La séance plénière de mardi dernier, tenue dans le cadre solennel de la Salle de Conférences internationales, a marqué une étape significative dans la session
parlementaire actuelle du Sénat de la République démocratique du Congo. Au-delà des dossiers législatifs de haute importance inscrits à l’ordre du jour, c’est la posture institutionnelle de certaines figures de proue qui a retenu l’attention des observateurs. Parmi elles, le sénateur Jean-Claude Baende, leader de l’opposition républicaine et rapporteur adjoint du Sénat, s’est distingué par une présence soutenue et une implication rigoureuse.
Dans un contexte où les enjeux nationaux exigent une vigilance de chaque instant, Jean-Claude Baende a illustré ce que signifie l’exercice d’un mandat parlementaire complet.
Présent de l’ouverture des travaux jusqu’à leur clôture tardive, le sénateur a fait preuve d’une assiduité remarquable.

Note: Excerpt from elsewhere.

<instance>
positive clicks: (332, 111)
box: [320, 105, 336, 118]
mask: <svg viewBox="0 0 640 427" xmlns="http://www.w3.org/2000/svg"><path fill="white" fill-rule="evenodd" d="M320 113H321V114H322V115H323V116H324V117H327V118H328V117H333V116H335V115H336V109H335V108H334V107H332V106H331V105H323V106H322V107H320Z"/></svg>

Cette présence ne relève pas seulement du devoir de fonction, mais témoigne d’un engagement profond envers les mécanismes de contrôle parlementaire. En tant que rapporteur adjoint et figure de proue de l’opposition au sein de la chambre haute, jean-Claude Baende incarne cette «opposition républicaine» qui, tout en étant critique, reste ancrée dans la construction et le respect des institutions.
Un ordre du jour dense : Éducation, justice et finances
La plénière, convoquée par le Bureau du Sénat, s’est articulée autour de trois piliers fondamentaux pour la marche du pays:
L’excellence académique en question : Les travaux ont permis de poursuivre le débat sur la qualité de l’enseignement supérieur en RDC. Sous l’impulsion de la question orale du sénateur Pungwe Mbuyu Patrice, la Ministre de l’Enseignement Supérieur a été appelée à clarifier la stratégie nationale visant à relever les standards de formation et d’innovation technologique.

Transparence et réparation : Le volet juridique a été marqué par l’interpellation du Ministre d’État, Ministre de la Justice, par le sénateur Muya Muboyayi Clément.
Deux dossiers sensibles ont été examinés: la régularité des permis de culte accordés aux associations confessionnelles et, surtout, la gestion du FRIVAO (Fonds de réparation des victimes des activités illicites de l’Ouganda). Ce dernier point reste un sujet majeur de préoccupation pour la justice transitionnelle et le rétablissement de la dignité des victimes.
Les finances publiques et la décentralisation : Enfin, les questions du sénateur Vunabandi Kanyamihigo Célestin adressées au Ministre des Finances ont mis en lumière les relations financières entre le pouvoir central et les provinces, ainsi que la gestion complexe du contentieux des biens «zaïrianisés».

Jean-Claude Baende : Une coordination efficace au service de la fluidité législative
Si les débats furent riches, leur bon déroulement doit beaucoup à la coordination interne assurée par le Bureau du Sénat. Dans son rôle de rapporteur adjoint,
Jean-Claude Baende a agi comme un pivot essentiel. Les observateurs présents ont souligné son rôle discret mais déterminant dans la fluidité des échanges.
Sa capacité à veiller au respect strict des procédures parlementaires a permis de maintenir un climat de travail serein, malgré la complexité des sujets abordés.
Cette dualité de
rôle — leader de l’opposition et membre du Bureau — est un exercice d’équilibre
délicat que le sénateur Baende semble maîtriser avec brio. En veillant à la
rigueur institutionnelle, il renforce la crédibilité de la chambre haute comme
temple de la démocratie et du contrôle citoyen.

La rigueur institutionnelle comme boussole
La séance de mardi confirme la volonté du Sénat de se positionner comme un organe de contrôle performant et structuré. La discipline observée durant les débats
reflète une culture politique en pleine maturité, où le débat d’idées prime sur les clivages partisans.
Pour le sénateur jean-Claude Baende, cette plénière n’était pas seulement une journée de travail de plus. C’était l’affirmation d’une vision: celle d’une opposition
constructive, qui ne déserte pas le terrain, mais qui s’approprie chaque dossier pour exiger l’excellence de la part du Gouvernement.

En restant mobilisé jusqu’à la levée de la séance, Jean-Claude Baende envoie un signal fort à ses pairs et à la population: au Sénat, la surveillance de l’action
gouvernementale est une mission sacrée qui exige une présence totale et une compétence technique sans faille.